В таком контексте понятие «новый мировой порядок» стало для Буша средством поиска традиционной стабильности. Предотвращение распада Советского Союза или Югославии стало приоритетной задачей для администрации Буша, о чем она не склонна была заявлять публично. Позднее Буш в отчете об итогах своего президентства не признал своих усилий по сохранению Советского Союза.
Недооценив потенциал насилия в Югославии и переоценив жизнеспособность ее федеральной системы, сохранявшейся только благодаря уже ушедшему из жизни маршалу Тито, администрация Буша была застигнута врасплох эскалацией кризиса в этой стране. Неспособность Югославии пересмотреть полномочия центрального правительства стала причиной лобового столкновения между доминирующей Сербской Республикой и двумя ключевыми членами федерации – Хорватией и Словенией. Их декларации независимости в июне 1991 года привели к скорому сербскому вторжению и, как следствие, к длительной и кровавой войне.
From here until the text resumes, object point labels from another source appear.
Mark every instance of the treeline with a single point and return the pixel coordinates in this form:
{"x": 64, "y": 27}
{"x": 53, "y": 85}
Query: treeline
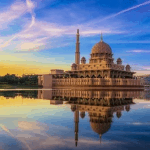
{"x": 24, "y": 80}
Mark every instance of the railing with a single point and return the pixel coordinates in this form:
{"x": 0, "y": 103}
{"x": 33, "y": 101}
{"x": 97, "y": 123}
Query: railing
{"x": 97, "y": 81}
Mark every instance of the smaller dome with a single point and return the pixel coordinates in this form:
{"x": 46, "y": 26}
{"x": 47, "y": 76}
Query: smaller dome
{"x": 74, "y": 65}
{"x": 127, "y": 66}
{"x": 83, "y": 58}
{"x": 119, "y": 59}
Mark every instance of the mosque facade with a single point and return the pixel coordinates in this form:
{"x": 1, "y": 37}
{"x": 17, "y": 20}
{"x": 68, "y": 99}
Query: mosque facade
{"x": 100, "y": 71}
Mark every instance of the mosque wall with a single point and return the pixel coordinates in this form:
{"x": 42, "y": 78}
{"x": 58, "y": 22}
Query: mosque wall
{"x": 96, "y": 82}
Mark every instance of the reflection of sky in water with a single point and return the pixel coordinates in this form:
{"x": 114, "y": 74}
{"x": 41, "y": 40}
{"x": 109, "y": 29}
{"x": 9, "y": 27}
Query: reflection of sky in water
{"x": 35, "y": 124}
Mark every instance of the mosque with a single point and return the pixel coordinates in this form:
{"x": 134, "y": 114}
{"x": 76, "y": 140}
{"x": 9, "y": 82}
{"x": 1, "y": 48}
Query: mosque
{"x": 100, "y": 71}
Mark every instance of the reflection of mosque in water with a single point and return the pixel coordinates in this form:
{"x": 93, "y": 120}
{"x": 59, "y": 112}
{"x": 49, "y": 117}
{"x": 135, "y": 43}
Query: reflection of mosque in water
{"x": 100, "y": 106}
{"x": 100, "y": 117}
Из-за этих событий усилился страх администрации Буша по поводу того, что Горбачев утратит контроль за процессом распада советского блока и что его перестройка перейдет в насилие в самом Советском Союзе. Возможно, главным здесь было то, что Буш недооценил подлинную глубину проявлений антирусского национализма со стороны других национальностей в условиях расшатанного государства и поддался соблазну считать Советский Союз синонимом России.
(Представление о том, что в Советском Союзе сформировалась советская нация, особенно закрепилось среди бюрократии Государственного департамента. Как помощник президента в конце 1970-х годов, глубоко убежденный в том, что многонациональный характер Российской империи был ее ахиллесовой пятой, я предложил скромную закрытую программу, направленную на поддержку стремлений нерусских национальностей Советского Союза к независимости. Но ведущие эксперты Госдепа по советским делам убедили государственного секретаря в том, что в действительности «советская нация» как мультиэтническое множество, подобное Америке, стала уже фактом и что такая программа была бы контрпродуктивной. Программа все-таки стала осуществляться.)
Ошибочные представления администрации по этому вопросу нашли свое отражение в снискавшей дурную славу речи президента Буша, с которой он выступил в августе 1991 года в столице Украины и которую ведущий обозреватель «Нью-Йорк тайме» Уильям Сафир безжалостно назвал «котлетой по-киевски». Эту речь тысячи украинцев слушали в надежде, что их стремление к независимости найдет поддержку у президента ведущей демократической страны мира. К своему огорчению, вместо этого они услышали, что «свобода и независимость – не одно и то же. Американцы не поддержат тех, кто стремится к независимости, при этом заменяя уходящую тиранию местным деспотизмом. Они не будут помогать тем, кто распространяет самоубийственный национализм, основанный на этнической ненависти».